The Royal Marsden Hospital Manual of Clinical Nursing Procedures - Lisa Dougherty [551]
5 Assemble the nebulizer equipment as per manufacturer’s instructions. To ensure correct administration (manufacturer’s instructions, C).
6 Measure any liquid medication with a syringe. Add the prescribed medication and diluent (if needed) to the nebulizer. To ensure the correct dose (DH 2007, C).
7 Ask the patient to hold the mouthpiece between the lips or apply the facemask and take a slow deep breath. To promote greater deposition of medication in the airways (Snyder 2007, E).
8 After inspiration, the patient should pause briefly and then exhale. To ensure correct administration.
9 Turn on the O2 and ensure sufficient mist is formed. A minimum flow rate of 6 litres per minute is required. This will deliver 65% of the medication. To ensure at least 65% of the droplets are of a size which enables drug penetration into the distal airways (Downie et al. 2003, E).
10 The patient should continue to breathe as above until all the nebulized medication is completed (0.5 mL will remain in chamber). To ensure all medication has been received. E
11 Optimal nebulization of 4 mL takes approximately 10 minutes. To ensure it is effective. E
Postprocedure
12 Clean any equipment used and/or discard all single use disposable equipment in appropriate containers. To minimize the risk of infection (DH 2007, C; Fraise and Bradley 2009, E).
13 Record the administration on appropriate charts. To maintain accurate records, provide a point of reference in the event of any queries and prevent any duplication of treatment (NMC 2008a, C; NMC 2009, C).
Postprocedural considerations
If the nebulizer is marked as single use then it must be discarded after each use. However, nebulizers should not be used for single patient use unless clearly indicated by the manufacturer.

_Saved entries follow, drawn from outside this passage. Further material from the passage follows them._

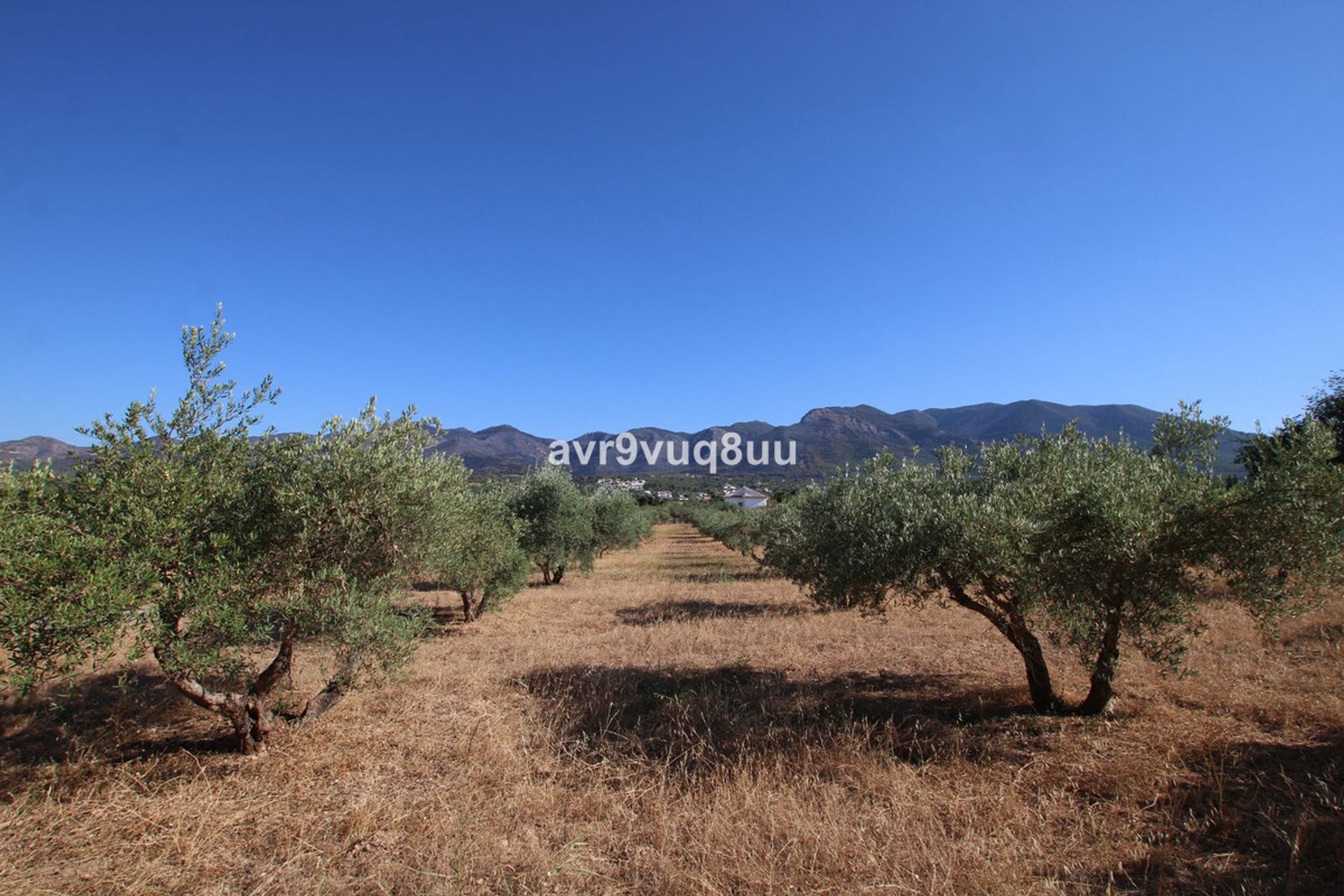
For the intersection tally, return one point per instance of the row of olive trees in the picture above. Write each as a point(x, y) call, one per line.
point(187, 540)
point(1089, 542)
point(564, 528)
point(737, 528)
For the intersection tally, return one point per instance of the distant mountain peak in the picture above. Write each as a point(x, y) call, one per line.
point(827, 437)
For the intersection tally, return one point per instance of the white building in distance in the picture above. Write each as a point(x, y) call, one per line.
point(746, 498)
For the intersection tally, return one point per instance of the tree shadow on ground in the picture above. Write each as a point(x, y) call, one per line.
point(111, 718)
point(690, 610)
point(695, 720)
point(1252, 818)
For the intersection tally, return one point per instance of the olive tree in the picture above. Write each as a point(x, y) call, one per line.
point(477, 551)
point(555, 523)
point(59, 603)
point(617, 520)
point(1088, 540)
point(211, 551)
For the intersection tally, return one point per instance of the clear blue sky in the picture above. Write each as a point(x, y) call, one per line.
point(589, 216)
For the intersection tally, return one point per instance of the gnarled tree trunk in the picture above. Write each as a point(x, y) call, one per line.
point(1104, 672)
point(1014, 626)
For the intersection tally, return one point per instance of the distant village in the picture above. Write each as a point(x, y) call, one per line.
point(739, 495)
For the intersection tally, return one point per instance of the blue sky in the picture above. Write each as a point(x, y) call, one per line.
point(587, 216)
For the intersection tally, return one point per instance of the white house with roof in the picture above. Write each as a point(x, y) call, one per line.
point(746, 498)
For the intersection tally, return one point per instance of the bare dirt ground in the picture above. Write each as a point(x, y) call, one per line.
point(676, 723)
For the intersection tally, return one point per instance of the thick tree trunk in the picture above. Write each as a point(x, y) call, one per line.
point(1014, 626)
point(1104, 673)
point(253, 723)
point(1043, 697)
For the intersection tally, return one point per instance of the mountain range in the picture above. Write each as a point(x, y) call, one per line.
point(825, 437)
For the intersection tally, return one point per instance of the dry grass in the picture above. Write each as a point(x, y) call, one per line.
point(676, 723)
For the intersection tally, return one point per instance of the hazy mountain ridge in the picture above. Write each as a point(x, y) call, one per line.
point(825, 437)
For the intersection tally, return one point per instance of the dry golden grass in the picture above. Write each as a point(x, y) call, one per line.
point(676, 723)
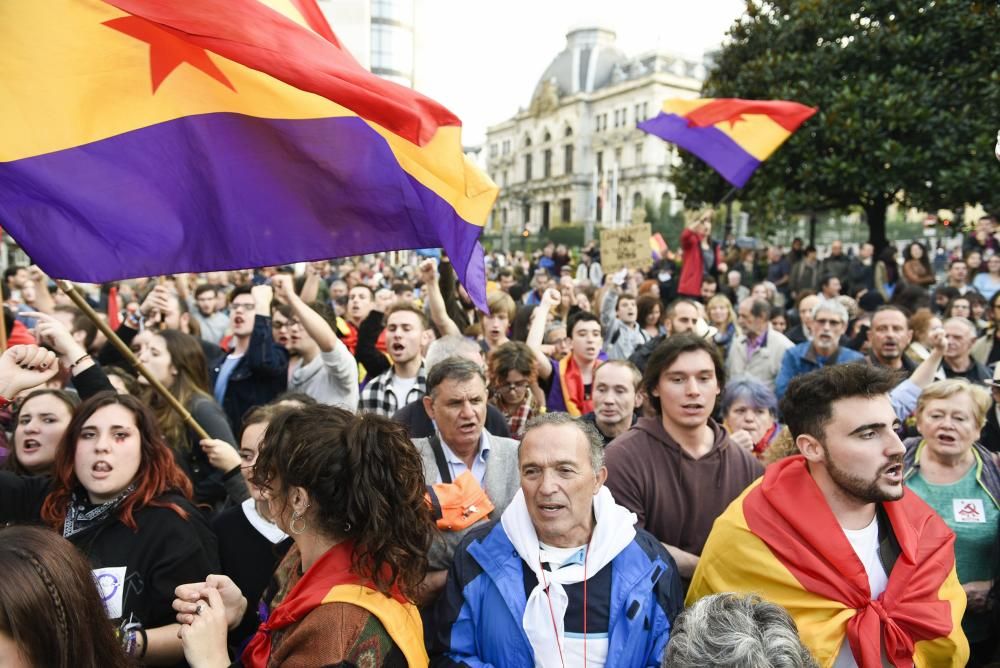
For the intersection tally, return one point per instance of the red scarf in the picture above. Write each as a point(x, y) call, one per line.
point(790, 514)
point(574, 396)
point(332, 569)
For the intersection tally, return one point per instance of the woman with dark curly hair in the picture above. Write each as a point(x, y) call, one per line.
point(349, 489)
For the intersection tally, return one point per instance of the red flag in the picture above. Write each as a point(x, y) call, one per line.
point(114, 311)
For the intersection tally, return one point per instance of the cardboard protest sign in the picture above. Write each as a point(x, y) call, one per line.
point(626, 247)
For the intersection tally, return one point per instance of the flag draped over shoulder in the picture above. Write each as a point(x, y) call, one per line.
point(142, 137)
point(732, 136)
point(781, 540)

If it can be reused, then the nebulizer chamber and mask should be washed in hot soapy water, rinsed thoroughly and dried with paper towels to reduce bacterial contamination and also to prevent any build-up of crystallized medication in the nebulizer (Downie et al. 2003). Spacer devices should be washed, rinsed and allowed to dry naturally on a weekly basis and replaced after 6–12 months (Downie et al. 2003).
Complications
There is a risk of patients developing oral candidiasis when using a MDI. This can be reduced by using a spacer device. Overuse of some inhalers can result in cardiac dysrhythmias and patients may suffer from tachycardia, palpitations, headache, restlessness and insomnia. The doctor should be informed and observations commenced (Snyder 2007).
Ophthalmic administration
Definition
Dosage forms introduced into the eye for local effects, for example, to treat infections, to dilate or constrict the pupil, or to treat eye conditions such as glaucoma (Snyder 2007).
Related theory
The topical route is the most popular way to introduce drugs into the eye in the form of eye drops or eye ointment. Most types of drops are instilled into the inferior fornix, the pocket formed by gently pulling on the lower eyelid as the conjunctiva in this area is less sensitive than that overlying the cornea. Administering medications in this area prevents immediate loss of the drops into the nasolacrimal drainage system.
There are many factors that affect how much of this drug will have an effect on the eye. The eye has a highly selective corneal barrier which can prevent absorption of drug. It also has a tear film which provides an effective clearance mechanism. When an excess volume of fluid is present in the eye, this fluid will either be spilled onto the cheeks and eyelashes or will enter the nasolacrimal drainage system with a potential for systemic absorption of drug. Drugs also need to be introduced to the eye at a neutral pH, as acidic or alkaline preparations will result in reflex lacrimation which will remove the drug from the eye.